Your solution is, of course, inconvenient to use (and abuse) monads:
- Usually build monads in parts by stacking several transformers.
- This is a less common occurrence, but it sometimes happens that for a stack of several states
- It is very difficult to stack several transformers. Maybe
- Itβs even more unusual to use MaybeT to break the loop.
Your code is too pointless:
(`when` mzero) . isJust =<< runMaybeT (mapM_ f bases)
instead of simplified reading
let isHappy = isJust $ runMaybeT (mapM_ f bases) when isHappy mzero
Now let's focus on solve1 function, simplify it. An easy way to do this is to remove the MaybeT internal nun. Instead of a continuous loop that breaks when a lucky number is found, you can go the other way around and recurs only if the number is not satisfied.

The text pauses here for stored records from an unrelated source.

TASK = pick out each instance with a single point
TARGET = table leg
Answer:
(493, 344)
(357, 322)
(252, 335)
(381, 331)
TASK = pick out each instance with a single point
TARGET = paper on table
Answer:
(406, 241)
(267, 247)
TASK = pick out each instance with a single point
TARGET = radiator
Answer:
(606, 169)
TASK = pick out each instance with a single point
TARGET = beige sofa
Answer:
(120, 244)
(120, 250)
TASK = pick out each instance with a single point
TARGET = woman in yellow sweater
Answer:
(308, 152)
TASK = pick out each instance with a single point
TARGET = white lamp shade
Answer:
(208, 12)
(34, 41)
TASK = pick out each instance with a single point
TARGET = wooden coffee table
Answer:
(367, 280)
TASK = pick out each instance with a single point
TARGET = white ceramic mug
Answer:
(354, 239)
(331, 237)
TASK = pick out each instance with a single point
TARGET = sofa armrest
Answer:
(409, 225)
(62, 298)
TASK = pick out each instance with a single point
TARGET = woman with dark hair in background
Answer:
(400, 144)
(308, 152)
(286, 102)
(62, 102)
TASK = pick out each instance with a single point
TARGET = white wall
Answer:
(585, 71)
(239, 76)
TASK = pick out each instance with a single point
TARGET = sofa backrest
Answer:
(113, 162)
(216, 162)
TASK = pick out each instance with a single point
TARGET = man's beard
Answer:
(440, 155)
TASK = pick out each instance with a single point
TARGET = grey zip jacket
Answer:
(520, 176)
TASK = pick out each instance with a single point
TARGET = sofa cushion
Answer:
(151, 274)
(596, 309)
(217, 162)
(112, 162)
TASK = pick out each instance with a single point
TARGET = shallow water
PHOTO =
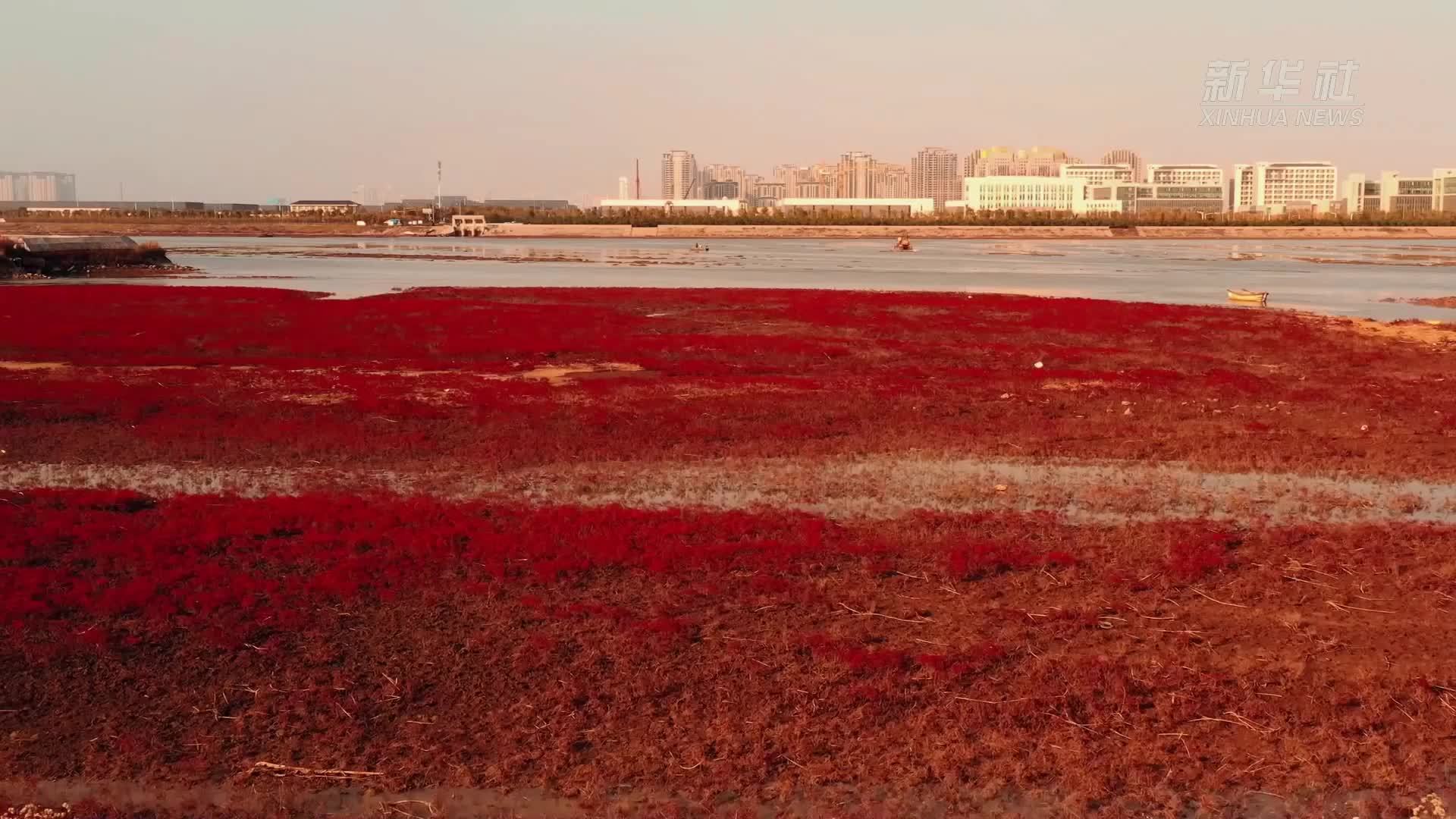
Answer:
(1175, 271)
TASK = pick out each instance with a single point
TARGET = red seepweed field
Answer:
(576, 553)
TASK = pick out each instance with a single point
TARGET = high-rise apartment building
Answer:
(823, 181)
(723, 190)
(748, 188)
(856, 175)
(679, 175)
(1274, 187)
(935, 175)
(1128, 156)
(1002, 161)
(890, 181)
(36, 187)
(721, 174)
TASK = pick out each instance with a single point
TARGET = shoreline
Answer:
(510, 231)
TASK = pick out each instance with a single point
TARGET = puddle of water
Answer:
(1190, 271)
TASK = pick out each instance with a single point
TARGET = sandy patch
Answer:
(880, 487)
(33, 365)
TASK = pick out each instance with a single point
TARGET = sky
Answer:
(159, 99)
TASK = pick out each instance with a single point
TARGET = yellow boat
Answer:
(1248, 297)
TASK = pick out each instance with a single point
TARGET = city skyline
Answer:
(193, 110)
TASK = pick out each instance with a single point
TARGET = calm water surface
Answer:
(1299, 275)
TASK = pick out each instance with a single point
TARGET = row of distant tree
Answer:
(654, 218)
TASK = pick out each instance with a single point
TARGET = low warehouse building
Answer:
(731, 207)
(861, 207)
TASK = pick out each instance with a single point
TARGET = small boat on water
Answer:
(1253, 297)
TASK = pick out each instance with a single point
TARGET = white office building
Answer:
(1280, 187)
(1185, 174)
(861, 206)
(1401, 194)
(1021, 193)
(1098, 174)
(669, 207)
(1443, 190)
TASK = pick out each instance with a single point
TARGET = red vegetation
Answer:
(274, 378)
(181, 640)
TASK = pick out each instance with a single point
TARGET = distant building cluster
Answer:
(36, 187)
(1036, 178)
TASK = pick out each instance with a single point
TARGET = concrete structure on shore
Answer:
(859, 206)
(1147, 199)
(1098, 174)
(102, 206)
(1276, 188)
(324, 206)
(728, 207)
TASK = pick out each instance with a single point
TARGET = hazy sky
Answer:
(555, 98)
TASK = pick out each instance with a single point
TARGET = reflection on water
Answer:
(1341, 278)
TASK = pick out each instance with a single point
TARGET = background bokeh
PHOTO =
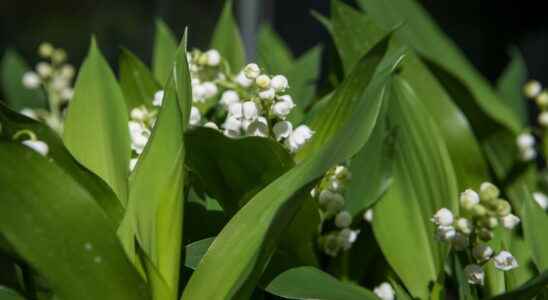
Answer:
(485, 29)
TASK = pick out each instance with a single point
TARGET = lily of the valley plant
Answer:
(403, 175)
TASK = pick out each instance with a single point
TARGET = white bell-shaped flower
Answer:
(158, 98)
(541, 199)
(229, 97)
(443, 217)
(267, 94)
(250, 110)
(509, 221)
(482, 252)
(282, 130)
(213, 57)
(259, 127)
(243, 80)
(195, 116)
(279, 83)
(31, 80)
(474, 274)
(298, 138)
(252, 71)
(505, 261)
(384, 291)
(39, 146)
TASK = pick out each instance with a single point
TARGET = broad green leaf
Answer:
(163, 54)
(331, 118)
(535, 222)
(240, 170)
(155, 207)
(528, 290)
(95, 130)
(58, 228)
(18, 97)
(510, 86)
(421, 33)
(312, 283)
(371, 170)
(136, 81)
(303, 77)
(9, 294)
(424, 181)
(466, 155)
(273, 54)
(12, 123)
(240, 252)
(227, 40)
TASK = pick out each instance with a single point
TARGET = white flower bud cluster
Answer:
(251, 103)
(385, 291)
(535, 91)
(330, 196)
(482, 212)
(56, 76)
(526, 146)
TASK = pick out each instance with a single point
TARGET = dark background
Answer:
(484, 29)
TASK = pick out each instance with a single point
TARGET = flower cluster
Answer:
(330, 196)
(481, 213)
(55, 76)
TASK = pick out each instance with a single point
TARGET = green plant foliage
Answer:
(136, 81)
(227, 40)
(163, 53)
(311, 283)
(274, 206)
(17, 96)
(55, 224)
(95, 129)
(424, 181)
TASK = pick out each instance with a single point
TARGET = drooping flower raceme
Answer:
(55, 76)
(481, 212)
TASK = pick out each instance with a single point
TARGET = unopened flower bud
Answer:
(443, 217)
(474, 274)
(343, 219)
(505, 261)
(469, 198)
(482, 252)
(510, 221)
(532, 88)
(252, 71)
(488, 191)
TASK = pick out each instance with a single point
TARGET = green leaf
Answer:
(234, 175)
(136, 81)
(227, 40)
(528, 290)
(165, 46)
(272, 52)
(421, 33)
(95, 130)
(58, 228)
(155, 207)
(424, 181)
(240, 252)
(465, 152)
(330, 118)
(312, 283)
(535, 222)
(13, 67)
(13, 123)
(510, 86)
(9, 294)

In addition, you also do not need a state monad, do you? You can always replace a state with an explicit argument.
Applying these solve1 ideas now looks much better:
solve1 :: [Integer] -> IsHappyMemo Integer solve1 bases = go 2 where go i = do happyBases <- mapM (\b -> isHappy Set.empty bi) bases if and happyBases then return i else go (i+1)
I would be happier with this code. The rest is your decision. My concern is that you throw away the memo cache for each subtask. Is there a reason for this?
solve :: [String] -> String solve = concat . (`evalState` Map.empty) . mapM f . zip [1 :: Integer ..] where f (idx, prob) = do s <- solve1 . map read . words $ prob return $ "Case #" ++ show idx ++ ": " ++ show s ++ "\n"
Wouldn't your solution be more effective if you reused it?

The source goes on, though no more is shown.